July 18, Three Stooges, Ashish Seth

Music, Credibility and Obscurity
By Ashish Seth

Often times famous musicians will make put out DJ mixes or advertise their current playlist. Are these mixes an attempt to demonstrate a highly unique musical taste, an attempt to bolster a reputation and gain respect? Is good musical taste simply having a playlist that doesn’t look like anyone else’s? Is good taste in music simply having a playlist no one can recognize? Why is musical credibility found in how deep you dig the crates of musical obscurity?

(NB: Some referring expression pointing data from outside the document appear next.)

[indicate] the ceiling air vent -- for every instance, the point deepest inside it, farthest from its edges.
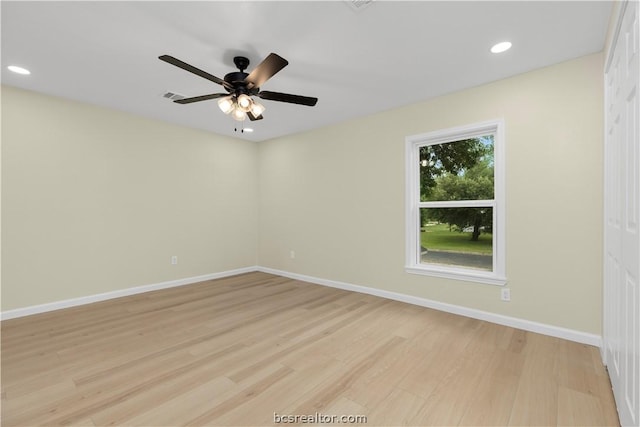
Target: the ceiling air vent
(173, 96)
(358, 5)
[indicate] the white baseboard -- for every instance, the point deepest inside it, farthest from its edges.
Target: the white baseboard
(57, 305)
(514, 322)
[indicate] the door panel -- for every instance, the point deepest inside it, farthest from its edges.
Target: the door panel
(622, 210)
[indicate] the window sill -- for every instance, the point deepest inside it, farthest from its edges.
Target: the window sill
(457, 274)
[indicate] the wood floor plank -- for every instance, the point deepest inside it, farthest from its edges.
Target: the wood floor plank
(236, 350)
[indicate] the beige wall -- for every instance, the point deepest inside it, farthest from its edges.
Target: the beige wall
(94, 200)
(336, 196)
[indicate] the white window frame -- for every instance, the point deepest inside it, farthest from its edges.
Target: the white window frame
(413, 204)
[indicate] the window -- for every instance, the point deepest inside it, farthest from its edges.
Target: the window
(455, 203)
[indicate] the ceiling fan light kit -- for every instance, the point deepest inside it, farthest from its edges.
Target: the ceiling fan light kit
(241, 87)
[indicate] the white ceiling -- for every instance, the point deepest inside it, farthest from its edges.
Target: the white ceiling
(385, 55)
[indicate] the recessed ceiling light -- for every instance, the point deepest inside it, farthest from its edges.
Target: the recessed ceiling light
(501, 47)
(18, 70)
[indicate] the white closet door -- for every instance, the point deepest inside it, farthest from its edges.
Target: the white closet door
(622, 208)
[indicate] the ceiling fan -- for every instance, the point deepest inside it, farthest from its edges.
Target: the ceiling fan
(241, 87)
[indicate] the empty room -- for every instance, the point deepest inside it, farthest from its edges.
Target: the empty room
(350, 212)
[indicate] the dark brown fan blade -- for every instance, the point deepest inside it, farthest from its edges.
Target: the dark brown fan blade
(190, 68)
(265, 70)
(254, 118)
(285, 97)
(200, 98)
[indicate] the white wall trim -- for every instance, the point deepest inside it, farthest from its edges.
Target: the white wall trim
(527, 325)
(73, 302)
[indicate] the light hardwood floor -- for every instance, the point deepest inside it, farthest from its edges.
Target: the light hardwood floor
(235, 351)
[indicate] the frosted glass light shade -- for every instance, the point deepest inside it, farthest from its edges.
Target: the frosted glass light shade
(226, 104)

It’s an assumption that when we pick up a DJ mix from a celebrated musician, we’re expecting songs by artists that very few people know. Apparently the skill in crafting unique mixes is supposed to show the listener that the artist’s taste in music is far superior, that they are on the frontier of music and so you should listen to them. A DJ mix becomes a badge of street cred, a ritual demonstration, a routine check up at the credibility doctor, a document to the genre that says “I know my shit!”

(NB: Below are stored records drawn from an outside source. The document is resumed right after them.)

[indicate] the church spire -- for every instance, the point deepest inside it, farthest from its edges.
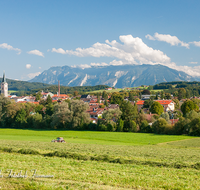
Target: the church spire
(4, 78)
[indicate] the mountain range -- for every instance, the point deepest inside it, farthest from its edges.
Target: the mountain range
(114, 76)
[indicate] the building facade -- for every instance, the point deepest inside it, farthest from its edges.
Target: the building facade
(4, 86)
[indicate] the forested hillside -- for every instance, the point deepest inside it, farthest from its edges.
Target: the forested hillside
(23, 87)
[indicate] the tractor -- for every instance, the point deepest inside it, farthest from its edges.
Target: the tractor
(59, 139)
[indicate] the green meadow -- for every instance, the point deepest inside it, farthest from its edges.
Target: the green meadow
(99, 160)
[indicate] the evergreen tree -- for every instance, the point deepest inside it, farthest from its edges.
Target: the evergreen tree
(49, 100)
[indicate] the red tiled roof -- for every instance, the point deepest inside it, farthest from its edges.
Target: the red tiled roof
(164, 102)
(140, 102)
(173, 121)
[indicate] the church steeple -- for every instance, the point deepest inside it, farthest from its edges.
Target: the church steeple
(4, 86)
(4, 78)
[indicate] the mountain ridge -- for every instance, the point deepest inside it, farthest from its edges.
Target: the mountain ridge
(116, 76)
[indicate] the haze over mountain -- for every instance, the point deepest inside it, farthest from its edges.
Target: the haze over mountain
(115, 76)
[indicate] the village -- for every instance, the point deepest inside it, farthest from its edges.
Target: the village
(98, 104)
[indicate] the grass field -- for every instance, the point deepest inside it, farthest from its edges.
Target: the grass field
(86, 161)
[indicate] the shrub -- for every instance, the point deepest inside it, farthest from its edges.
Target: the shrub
(159, 126)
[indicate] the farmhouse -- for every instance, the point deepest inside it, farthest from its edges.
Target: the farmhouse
(168, 105)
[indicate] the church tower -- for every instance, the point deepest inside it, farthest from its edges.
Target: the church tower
(4, 86)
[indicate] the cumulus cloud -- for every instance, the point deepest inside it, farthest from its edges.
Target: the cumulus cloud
(148, 36)
(32, 75)
(59, 50)
(193, 62)
(131, 50)
(36, 52)
(173, 40)
(99, 64)
(195, 43)
(9, 47)
(28, 66)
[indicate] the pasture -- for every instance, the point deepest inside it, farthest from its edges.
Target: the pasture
(99, 160)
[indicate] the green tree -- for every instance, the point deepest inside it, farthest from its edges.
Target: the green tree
(181, 93)
(116, 98)
(195, 127)
(98, 98)
(187, 106)
(49, 100)
(38, 96)
(146, 92)
(75, 93)
(165, 116)
(177, 105)
(111, 114)
(20, 117)
(159, 126)
(120, 125)
(106, 103)
(145, 127)
(167, 96)
(104, 95)
(49, 109)
(129, 111)
(62, 116)
(80, 116)
(131, 96)
(156, 108)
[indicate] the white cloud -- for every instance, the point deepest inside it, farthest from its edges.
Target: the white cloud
(173, 40)
(28, 66)
(9, 47)
(114, 62)
(195, 43)
(148, 36)
(193, 62)
(99, 64)
(84, 66)
(59, 50)
(131, 51)
(36, 52)
(32, 75)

But however pretentious the listeners are in their conception of the producer’s intent on creating such mixes, I think DJ mixes are attempts at documenting the musical psyche, the mental space where all the inspiration and creativity takes place. A DJ mix or playlist is the sound of the artist’s head: if these are the songs that inspire the artist to create, we know where his head’s at when he’s walking the streets, doing his groceries, picking up kids from work, etc and so forth. I implore all listeners to stop buying into the illusion of bestowing indie cred or making bold statements about a musician’s musical taste based on the uniqueness of the mix. Some of the greatest songs may have been inspired from the most obvious places. Instead, a DJ mix or playlist is a document of the artist’s personality: the songs chosen are just how deep the artist had to dig the crates in the musical wilderness to find himself. If anything, it says something about his persistence to be himself.